The researchers acknowledge that these are early, initial observations, and that larger, prospective and interventional studies are now needed.
Press briefing moderator Elizabeth M. Jaffee, MD, AACR president and deputy director of the Sidney Kimmel Comprehensive Cancer Center at Johns Hopkins in Baltimore, Maryland, agreed. She said that understanding how gut bacteria influence cancer development and response to immune therapy is an exciting area that is emerging in cancer research, but “it’s really at its infancy right now.”

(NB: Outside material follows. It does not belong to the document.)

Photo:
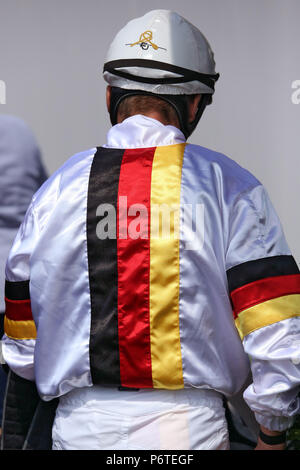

She also noted that the MD Anderson researchers have been pioneers in this area and have, over the years, helped to discern how gut bacteria influence cancer development and progression.
She cautioned that these are early observations and much research needs to be done to determine good from bad bacteria. “We need to get a better handle on the mechanism,” she said, but this study shows that what happens in the gut can make a difference at other sites in the body, she added.
This study was sponsored by the Melanoma Research Alliance, the MD Anderson Melanoma Moonshot, the Miriam and Jim Mulva Research Fund, and the Miriam and Sheldon G. Adelson Medical Research Foundation. Spencer is a contributor to a US patent application (PCT/US17/53.717) that covers methods to enhance immune checkpoint blockade responses by modulating the microbiome.
American Association of Cancer Research (AACR) 2019 Annual Meeting: Abstract 2838. To be presented April 2, 2019.